Une fonction critique insupportable, Christian de Montlibert, (L’Humanité)
Une fonction critique insupportable
Par Christian de Montlibert, professeur de sociologie à l’université de Strasbourg
Pourquoi la liberté de la recherche et du savoir est-elle menacée ?
Visiblement la tactique du gouvernement pour faire passer sa réforme universitaire consiste, vieille recette, à diviser : les étudiants contre les enseignants et chercheurs, les présidents contre les universitaires, les chercheurs entre eux, etc. Pourtant, pour ceux qui ne l’auraient pas encore compris, c’est la guerre du libéralisme contre l’université : il faut que le savoir « serve » et pour cela que l’université devienne « serve » ! Parce que la mainmise sur l’information est un enjeu capital et un enjeu du capital, la marchandisation est en cours depuis déjà une décennie et ce gouvernement fera tout pour non seulement y contribuer mais aussi pour en finir avec la libre production et circulation du savoir qui, jusque-là, a été l’objectif et la norme du monde universitaire. Mieux, dans un monde organisé par des principes hiérarchiques (la liberté de penser et de parole est reconnue à tous les citoyens mais bien rarement exercée dans les univers de travail), le système (relativement) démocratique de l’université, parce qu’il s’accompagne d’une fonction critique, est non seulement une utopie contre nature mais aussi une hérésie qu’il faut réduire.

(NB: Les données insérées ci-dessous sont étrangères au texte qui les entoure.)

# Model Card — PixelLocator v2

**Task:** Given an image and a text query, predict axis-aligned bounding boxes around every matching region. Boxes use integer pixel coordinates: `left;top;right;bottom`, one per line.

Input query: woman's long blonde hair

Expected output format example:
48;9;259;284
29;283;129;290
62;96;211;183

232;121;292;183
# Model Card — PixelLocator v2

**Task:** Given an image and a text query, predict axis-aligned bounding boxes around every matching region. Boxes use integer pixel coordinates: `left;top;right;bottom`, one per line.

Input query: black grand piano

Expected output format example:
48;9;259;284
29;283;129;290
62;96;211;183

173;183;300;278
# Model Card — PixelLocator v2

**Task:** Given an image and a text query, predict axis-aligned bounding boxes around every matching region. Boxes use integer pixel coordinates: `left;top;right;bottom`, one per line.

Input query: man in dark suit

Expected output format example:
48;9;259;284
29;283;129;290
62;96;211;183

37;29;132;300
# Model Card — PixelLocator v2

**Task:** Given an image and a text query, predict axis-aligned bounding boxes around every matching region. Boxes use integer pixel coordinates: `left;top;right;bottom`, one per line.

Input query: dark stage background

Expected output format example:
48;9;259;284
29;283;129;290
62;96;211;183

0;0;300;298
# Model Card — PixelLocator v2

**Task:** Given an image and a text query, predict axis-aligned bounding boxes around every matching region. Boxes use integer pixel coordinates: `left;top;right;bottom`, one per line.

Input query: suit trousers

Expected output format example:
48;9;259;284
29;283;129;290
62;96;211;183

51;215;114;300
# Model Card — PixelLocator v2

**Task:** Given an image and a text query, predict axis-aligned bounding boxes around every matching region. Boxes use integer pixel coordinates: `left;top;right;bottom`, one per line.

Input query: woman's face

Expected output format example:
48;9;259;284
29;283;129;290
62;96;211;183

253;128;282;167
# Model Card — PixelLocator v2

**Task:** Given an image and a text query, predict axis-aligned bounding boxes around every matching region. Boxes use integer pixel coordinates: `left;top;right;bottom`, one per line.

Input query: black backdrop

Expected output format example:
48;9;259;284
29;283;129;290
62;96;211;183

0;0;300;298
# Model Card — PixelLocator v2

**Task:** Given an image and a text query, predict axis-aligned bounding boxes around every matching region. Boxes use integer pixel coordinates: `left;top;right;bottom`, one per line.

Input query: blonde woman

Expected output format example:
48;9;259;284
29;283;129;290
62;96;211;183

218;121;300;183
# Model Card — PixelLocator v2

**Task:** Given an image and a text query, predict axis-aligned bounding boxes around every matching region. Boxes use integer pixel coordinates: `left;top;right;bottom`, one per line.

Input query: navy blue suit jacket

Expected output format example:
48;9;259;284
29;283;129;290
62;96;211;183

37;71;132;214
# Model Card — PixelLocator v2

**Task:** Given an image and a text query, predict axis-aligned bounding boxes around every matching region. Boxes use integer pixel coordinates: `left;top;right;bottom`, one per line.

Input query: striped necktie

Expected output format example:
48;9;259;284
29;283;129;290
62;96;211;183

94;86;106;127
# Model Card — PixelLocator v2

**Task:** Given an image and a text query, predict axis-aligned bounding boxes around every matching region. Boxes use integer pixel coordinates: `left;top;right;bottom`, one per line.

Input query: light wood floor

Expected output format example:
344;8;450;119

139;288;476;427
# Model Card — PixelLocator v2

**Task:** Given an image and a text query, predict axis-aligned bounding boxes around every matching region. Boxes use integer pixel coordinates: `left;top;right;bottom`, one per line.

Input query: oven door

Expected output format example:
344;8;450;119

L’indépendance des universitaires qui exercent au plus haut degré cette fonction critique, qui est une remise en cause de la pensée installée et une découverte de ce qu’on ne voyait pas jusqu’alors, a toujours irrité aussi bien les gestionnaires les plus divers que les politiques qui ne vivent que du consensus. Cette liberté de choix des enseignements et des thèmes de recherche repose sur une organisation : élection des responsables, courte durée des mandats, recrutements qui échappent aux administrateurs, permanence du contrat de travail par la titularisation comme fonctionnaire, affectation des crédits par des instances où siègent des élus.
Supprimer cette organisation et la liberté nécessaire à la recherche, nécessaire à la production de la raison scientifique, suivra le même chemin. Le « nettoyage idéologique » pourra fonctionner : il ne s’agit pas obligatoirement d’un nettoyage politique mais plutôt et, c’est plus grave, d’une remise au pas de tout ce qui n’est pas utilitaire ou consensuel. Que l’on fasse miroiter une embauche, des crédits plus importants ou un renouvellement des contrats et « l’esprit du commerce » s’insinuera sans quy ait besoin d’injonctions des commanditaires.
Face à cette contamination, la ligne de défense est claire : éviter de confondre les genres et les espèces (la production et la diffusion du savoir n’ont rien à faire avec les intérêts commerciaux ou avec la volonté de puissance étatique), donc lutter pour conserver et renforcer les institutions démocratiques de l’université (qui ne se confondent pas avec « l’autonomie » des présidents d’université, qui ne rêvent que de diriger une entreprise sur le « marché de la connaissance »), sinon dans quelque temps on pourrait bien voir la libre production du savoir affectée, sa diffusion restreinte et la « vérité » devenir négociable. Dans une guerre il faut savoir résister.
Article paru dans l’édition du 2 juin 2007 du journal L’Humanité.